Verte et verte. La main dans le jardin ouvrier. Lignes de poids de sucre. Salades de blé éparpillées. Vrille de liseron autour du grillage.

 

Bleu et bleu. Travail et gendarmes.

 

.

 

Noire et rouge. La tôle goudronnée et le mur de briques cramoisies.

 

Noir et rouge. Sillon du marais pourri. Sacré-Coeur sous un globe de verre.

 

Noir et rouge. Corbeau croassant au-dessus du terrain vague. Soleil boule enflammée sur la mer.

 

Rouge et noir. Calicot et drapeau des syndicats. Bannière de la procession funêbre.

 

Rouge et rouge rouge rouge. Coulée de métal au bas du four jaillissant du ventre crevé du sombre haut-fourneau.

 

Rouge rouge noir noir.

 

………  (Mon stylo 4 couleurs du Pas-de-Calais)

 

 

Avec ce texte au titre combien évocateur pour le poète, clin d’œil ou pas à Rimbaud, à Cendrars, le ton est donné dans toutes ses variantes quant aux véritables intentions de l’auteur, le lecteur lui, n’a qu’à bien se tenir.
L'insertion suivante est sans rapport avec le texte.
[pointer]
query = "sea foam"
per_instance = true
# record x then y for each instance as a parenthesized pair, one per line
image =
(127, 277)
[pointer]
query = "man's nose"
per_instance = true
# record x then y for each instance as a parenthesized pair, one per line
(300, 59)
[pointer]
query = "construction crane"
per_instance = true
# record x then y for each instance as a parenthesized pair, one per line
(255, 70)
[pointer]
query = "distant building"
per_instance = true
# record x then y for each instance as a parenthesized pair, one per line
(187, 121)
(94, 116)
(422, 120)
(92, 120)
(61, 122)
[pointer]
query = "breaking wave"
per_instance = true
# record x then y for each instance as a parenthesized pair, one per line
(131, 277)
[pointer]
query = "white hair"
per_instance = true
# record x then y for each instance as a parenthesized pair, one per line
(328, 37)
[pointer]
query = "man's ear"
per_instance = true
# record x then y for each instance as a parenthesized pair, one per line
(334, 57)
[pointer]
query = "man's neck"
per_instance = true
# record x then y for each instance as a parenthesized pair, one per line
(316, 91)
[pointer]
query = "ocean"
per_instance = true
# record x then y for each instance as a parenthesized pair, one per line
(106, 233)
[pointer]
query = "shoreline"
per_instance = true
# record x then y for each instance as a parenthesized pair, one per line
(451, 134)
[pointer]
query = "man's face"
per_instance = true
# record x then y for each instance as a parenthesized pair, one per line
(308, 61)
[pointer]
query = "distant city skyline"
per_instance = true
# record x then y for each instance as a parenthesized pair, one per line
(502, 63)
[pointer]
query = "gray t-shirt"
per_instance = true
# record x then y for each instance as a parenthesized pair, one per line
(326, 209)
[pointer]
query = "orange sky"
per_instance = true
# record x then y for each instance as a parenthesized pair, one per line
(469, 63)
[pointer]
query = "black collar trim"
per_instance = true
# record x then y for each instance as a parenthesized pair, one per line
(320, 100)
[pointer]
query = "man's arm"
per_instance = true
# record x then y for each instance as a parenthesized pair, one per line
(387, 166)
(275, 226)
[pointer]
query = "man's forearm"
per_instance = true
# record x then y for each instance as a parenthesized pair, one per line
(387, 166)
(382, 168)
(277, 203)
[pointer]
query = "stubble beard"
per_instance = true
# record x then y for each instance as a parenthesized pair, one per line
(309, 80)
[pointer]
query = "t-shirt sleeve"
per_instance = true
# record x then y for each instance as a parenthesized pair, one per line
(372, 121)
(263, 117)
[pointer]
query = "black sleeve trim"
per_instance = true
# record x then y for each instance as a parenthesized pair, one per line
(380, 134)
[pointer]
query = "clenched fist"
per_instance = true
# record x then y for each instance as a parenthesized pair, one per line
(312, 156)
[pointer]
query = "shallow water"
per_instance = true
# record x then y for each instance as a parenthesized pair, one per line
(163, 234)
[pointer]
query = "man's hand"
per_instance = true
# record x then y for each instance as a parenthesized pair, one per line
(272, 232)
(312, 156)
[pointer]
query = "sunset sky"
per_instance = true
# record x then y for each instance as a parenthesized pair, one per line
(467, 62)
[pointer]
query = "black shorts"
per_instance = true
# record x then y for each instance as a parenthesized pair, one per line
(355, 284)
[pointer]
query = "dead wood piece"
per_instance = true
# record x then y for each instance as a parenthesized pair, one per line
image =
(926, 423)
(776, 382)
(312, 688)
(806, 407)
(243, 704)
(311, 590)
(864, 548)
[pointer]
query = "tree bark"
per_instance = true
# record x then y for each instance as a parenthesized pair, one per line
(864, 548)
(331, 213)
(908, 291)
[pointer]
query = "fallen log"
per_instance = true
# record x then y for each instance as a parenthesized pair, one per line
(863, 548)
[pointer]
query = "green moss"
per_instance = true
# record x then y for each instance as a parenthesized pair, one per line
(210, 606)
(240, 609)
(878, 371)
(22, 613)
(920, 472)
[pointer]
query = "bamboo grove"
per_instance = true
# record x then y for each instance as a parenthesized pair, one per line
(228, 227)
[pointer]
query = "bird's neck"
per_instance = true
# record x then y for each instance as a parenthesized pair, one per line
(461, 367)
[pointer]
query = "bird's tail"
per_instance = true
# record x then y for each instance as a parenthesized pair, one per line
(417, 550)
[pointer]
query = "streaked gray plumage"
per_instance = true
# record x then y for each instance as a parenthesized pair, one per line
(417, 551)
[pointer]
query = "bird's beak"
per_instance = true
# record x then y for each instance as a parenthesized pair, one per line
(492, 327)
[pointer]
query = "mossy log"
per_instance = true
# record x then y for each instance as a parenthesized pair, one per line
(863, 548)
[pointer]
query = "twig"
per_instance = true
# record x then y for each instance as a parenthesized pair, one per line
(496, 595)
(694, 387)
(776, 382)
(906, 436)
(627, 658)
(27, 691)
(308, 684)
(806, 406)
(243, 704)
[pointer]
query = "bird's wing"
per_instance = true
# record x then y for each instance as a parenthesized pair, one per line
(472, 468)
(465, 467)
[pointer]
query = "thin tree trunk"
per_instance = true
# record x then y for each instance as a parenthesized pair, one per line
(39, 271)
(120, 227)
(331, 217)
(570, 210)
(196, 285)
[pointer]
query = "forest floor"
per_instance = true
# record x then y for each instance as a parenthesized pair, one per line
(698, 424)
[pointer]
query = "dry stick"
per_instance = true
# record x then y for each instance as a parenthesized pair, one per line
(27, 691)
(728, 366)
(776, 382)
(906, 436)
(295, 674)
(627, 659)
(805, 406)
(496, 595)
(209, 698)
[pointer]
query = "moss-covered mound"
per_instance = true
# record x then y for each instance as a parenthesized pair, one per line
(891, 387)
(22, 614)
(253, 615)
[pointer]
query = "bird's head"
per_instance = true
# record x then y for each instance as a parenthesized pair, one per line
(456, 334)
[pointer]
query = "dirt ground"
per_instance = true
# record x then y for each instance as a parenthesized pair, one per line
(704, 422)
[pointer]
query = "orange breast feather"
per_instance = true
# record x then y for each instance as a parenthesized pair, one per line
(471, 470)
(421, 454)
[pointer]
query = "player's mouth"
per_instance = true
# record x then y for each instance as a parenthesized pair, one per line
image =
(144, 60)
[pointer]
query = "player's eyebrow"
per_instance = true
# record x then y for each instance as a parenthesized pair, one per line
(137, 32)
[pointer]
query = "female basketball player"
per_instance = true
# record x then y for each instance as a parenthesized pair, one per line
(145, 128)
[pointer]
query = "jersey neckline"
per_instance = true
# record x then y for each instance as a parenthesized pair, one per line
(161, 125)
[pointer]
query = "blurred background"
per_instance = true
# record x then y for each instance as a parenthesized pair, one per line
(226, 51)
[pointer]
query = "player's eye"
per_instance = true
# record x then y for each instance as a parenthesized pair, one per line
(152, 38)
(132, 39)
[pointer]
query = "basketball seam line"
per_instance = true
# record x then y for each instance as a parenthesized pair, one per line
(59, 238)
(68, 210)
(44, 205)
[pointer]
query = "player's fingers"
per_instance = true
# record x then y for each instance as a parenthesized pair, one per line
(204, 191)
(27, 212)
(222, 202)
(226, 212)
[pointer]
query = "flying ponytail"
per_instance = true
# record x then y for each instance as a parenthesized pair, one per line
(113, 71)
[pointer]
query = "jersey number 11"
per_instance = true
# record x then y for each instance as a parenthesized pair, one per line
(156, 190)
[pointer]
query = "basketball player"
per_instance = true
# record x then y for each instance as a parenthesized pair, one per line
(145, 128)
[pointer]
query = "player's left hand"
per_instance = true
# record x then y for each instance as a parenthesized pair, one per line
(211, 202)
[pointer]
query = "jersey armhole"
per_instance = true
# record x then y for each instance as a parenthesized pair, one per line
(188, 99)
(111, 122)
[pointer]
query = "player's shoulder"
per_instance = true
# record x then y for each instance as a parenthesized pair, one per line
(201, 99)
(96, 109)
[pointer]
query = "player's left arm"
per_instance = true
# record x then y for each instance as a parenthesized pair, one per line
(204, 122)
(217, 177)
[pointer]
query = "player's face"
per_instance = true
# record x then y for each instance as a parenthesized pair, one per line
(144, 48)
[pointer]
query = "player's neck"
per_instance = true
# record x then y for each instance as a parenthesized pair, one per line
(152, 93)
Et c’est une palette de textes composant le recueil, lesquels usant de tous les ingrédients, de toutes les formes, fussent-elles les plus traditionnelles, de toutes les influences, de toutes les moutures… pourvu que devienne le poème :

 

Je capte les pensées fugitives, la prose bob spontanée, le cut-up des langues, sans hiérarchie, ni sélection. Rien que la vie brute.

 

Illustration, avec ce somptueux sonnet, tout en alexandrins : 
 
Mark franc livre dinar, zloty dirham euro, 
Sol dong, lire yen, roupie, peseta won dollar, 
Shilling rand, rial lev, taka birr bolivar, 
Rouble austral, birr dinar, couronne & cruzeiro. 
 
Florin franc, lev shilling, taka yen cruzeiro, 
Dong dirham peseta, lire austral bolivar, 
Roupie, Zloty franc marc, livre yen euro dollar, 
Écu shilling, rial, won, couronne & peso. 
 
Pèze fric, pognon fric, pèze fric, fric & fric. 
Monnaie sou picaillon or fric oseille & brique. 
Argent bronze or fric fric thune argent flouze & blé. 
 
Franc fric dollar pognon, livre unité thune & or. 
Bronze oseille argent fric, florin sou pèze & blé. 
Or monnaie cruzeiro, peso, couronne & or.
     (Écus)  

 

 

Et puis des vers justifiés, des calligrammes façon Apollinaire, des bestiaires, des haïkus, des cut-up… tout aussi sublimes.

 

À noter à propos de cut-up (technique empruntée à la Beat Generation des Jack Kerouac - traduit par l’auteur - Allen Gainsberg et William Burroughs), la proximité du poète avec ce mouvement contestataire et anticonformiste né aux Etats Unis dans les années 60 ; proximité sans plus.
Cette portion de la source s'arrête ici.